US Senate investigating whistleblowers' claims that government safety inspectors who approved Boeing's 737 Max plane lacked sufficient training
- Senators wrote a letter to the Federal Aviation Administration on Tuesday saying that agency whistleblowers have come forward with potential safety issues.
- The Committee on Commerce, Science and Transportation said the workers point to a lack of training in aircraft certification programmes that lead to the approval of Boeing's 737 Max aircraft.
- Boeing is the source of multiple government investigations after the plane crashed twice since October.
The Senate transportation committee said Tuesday that multiple whistleblowers warned of serious safety issues in the government's safety inspection programme for new aircraft, including Boeing's 737 max jet that's crashed twice since October.
"Allegation from these whistleblowers include information that numerous FAA employees, including those involved in the Aircraft Evaluation Group (ARG) for the Boeing 737 MAX, had not received proper training and valid certifications," the Committee on Commerce, Science and Transportation said in a letter to the FAA's acting administrator on Tuesday.

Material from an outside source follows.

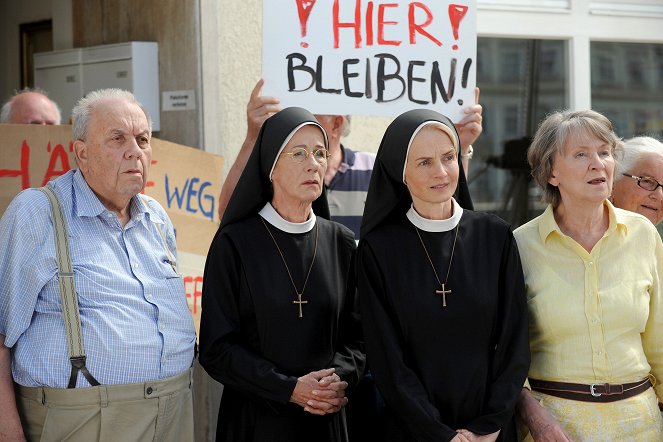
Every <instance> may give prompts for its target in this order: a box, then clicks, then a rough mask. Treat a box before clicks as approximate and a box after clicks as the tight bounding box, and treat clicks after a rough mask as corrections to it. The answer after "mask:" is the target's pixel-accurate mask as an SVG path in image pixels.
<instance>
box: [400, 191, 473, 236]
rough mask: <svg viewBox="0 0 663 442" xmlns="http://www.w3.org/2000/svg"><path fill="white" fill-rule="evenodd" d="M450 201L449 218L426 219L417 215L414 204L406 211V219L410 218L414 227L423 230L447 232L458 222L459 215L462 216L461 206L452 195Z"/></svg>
mask: <svg viewBox="0 0 663 442" xmlns="http://www.w3.org/2000/svg"><path fill="white" fill-rule="evenodd" d="M451 202H452V204H453V210H454V212H453V215H451V218H447V219H428V218H424V217H423V216H421V215H419V214H418V213H417V211H416V210H414V206H410V210H408V211H407V214H406V216H407V219H409V220H410V222H411V223H412V224H414V226H415V227H418V228H419V229H420V230H423V231H424V232H448V231H449V230H452V229H454V228H455V227H456V226H457V225H458V223H459V222H460V217H461V216H463V208H462V207H460V205H459V204H458V203H457V202H456V200H455V199H454V198H453V197H452V198H451Z"/></svg>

"Some of these FAA employees were possibly involved as participants on the Flight Standardisation Board (FSB)," the letter continued.

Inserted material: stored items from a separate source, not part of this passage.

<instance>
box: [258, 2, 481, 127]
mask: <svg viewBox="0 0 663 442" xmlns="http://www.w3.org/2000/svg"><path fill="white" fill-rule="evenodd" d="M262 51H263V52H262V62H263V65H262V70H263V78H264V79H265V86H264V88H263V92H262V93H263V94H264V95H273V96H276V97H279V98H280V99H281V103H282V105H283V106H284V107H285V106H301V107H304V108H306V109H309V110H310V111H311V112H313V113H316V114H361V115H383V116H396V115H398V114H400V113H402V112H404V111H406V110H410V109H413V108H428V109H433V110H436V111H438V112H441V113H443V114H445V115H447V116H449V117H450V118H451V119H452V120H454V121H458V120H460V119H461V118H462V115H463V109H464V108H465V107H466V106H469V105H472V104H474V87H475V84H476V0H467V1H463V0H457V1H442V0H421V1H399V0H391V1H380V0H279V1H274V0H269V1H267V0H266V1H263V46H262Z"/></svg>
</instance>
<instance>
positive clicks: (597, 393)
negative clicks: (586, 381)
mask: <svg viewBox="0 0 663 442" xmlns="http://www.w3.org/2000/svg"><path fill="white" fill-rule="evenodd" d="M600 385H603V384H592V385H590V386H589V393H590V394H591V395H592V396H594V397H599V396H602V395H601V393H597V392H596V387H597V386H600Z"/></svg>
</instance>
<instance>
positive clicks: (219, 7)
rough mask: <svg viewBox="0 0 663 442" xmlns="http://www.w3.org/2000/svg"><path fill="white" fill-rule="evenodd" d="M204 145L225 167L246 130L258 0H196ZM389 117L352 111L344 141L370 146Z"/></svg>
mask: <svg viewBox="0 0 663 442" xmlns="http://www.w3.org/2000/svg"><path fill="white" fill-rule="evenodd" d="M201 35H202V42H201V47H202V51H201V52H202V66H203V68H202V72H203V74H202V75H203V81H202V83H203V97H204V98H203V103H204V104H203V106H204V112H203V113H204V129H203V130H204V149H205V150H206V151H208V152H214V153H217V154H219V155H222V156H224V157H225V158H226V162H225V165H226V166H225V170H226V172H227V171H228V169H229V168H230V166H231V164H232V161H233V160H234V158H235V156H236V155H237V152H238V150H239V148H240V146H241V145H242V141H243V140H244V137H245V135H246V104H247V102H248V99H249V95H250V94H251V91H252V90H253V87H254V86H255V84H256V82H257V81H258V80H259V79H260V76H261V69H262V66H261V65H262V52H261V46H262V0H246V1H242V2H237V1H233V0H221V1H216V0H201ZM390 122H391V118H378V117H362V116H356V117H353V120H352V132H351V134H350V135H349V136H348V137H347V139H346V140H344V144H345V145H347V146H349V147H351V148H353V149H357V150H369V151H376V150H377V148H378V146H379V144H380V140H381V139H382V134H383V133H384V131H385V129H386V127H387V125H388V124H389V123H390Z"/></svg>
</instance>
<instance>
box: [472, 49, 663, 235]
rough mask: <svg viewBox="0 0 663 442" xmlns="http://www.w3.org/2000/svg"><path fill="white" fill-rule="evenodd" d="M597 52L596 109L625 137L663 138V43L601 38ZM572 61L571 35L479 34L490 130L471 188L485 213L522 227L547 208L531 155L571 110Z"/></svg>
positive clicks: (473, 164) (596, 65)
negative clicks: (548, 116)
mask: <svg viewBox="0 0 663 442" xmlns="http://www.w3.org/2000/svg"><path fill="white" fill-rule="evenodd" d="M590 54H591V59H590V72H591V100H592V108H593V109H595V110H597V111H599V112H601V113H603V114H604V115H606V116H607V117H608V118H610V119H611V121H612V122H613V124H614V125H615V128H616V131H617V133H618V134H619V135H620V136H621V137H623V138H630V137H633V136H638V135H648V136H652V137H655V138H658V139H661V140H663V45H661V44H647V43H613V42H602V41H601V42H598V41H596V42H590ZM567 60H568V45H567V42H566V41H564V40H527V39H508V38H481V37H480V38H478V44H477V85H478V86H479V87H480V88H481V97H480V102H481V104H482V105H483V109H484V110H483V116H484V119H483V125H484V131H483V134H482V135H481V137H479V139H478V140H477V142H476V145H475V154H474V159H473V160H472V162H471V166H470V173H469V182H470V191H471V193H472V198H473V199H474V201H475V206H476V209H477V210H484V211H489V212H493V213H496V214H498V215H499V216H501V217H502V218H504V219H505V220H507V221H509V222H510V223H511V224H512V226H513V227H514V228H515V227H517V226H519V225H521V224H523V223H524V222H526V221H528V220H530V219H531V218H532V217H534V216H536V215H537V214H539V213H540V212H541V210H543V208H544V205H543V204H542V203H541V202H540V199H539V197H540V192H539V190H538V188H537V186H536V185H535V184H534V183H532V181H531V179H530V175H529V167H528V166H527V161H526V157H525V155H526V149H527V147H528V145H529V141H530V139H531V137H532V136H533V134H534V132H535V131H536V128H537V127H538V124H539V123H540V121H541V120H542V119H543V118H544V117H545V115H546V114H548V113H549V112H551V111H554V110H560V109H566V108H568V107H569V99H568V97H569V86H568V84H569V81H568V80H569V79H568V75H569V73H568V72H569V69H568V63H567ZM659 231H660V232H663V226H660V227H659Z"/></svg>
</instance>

The committee, led by Republican Roger Wicker of Mississippi, says it's concerned this lack of training could have lead to "an improper evaluation" of the Maneuvering Characteristics Augmentation System (MCAS), which investigators have said is a leading suspect in the investigation of Ethiopian Airlines crash in March. The letter comes after the Department of Justice in March subpoenaed Boeing as part of a criminal investigation into how the deadly plane was certified to fly.

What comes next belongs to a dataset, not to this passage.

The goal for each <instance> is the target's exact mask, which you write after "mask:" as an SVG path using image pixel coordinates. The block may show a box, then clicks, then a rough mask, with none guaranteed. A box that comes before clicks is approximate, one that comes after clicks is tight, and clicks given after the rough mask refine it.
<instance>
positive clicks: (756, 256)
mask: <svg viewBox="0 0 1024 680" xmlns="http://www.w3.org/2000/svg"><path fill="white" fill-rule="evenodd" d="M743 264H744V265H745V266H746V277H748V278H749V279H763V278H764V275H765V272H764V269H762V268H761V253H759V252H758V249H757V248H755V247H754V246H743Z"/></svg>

Last week, multiple reports said the FAA would soon announce changes to its aircraft certification program, which currently allows manufacturers to run some safety checks on their products in the FAA's name, in light of the crashes
"According to the information obtained from whistleblowers and a review of documents obtained by the committee, the FAA may have been notified about these deficiencies as early as August 2018," the letter said. "Furthermore, the committee is led to believe that an FAA investigation into these allegations may have been completed recently."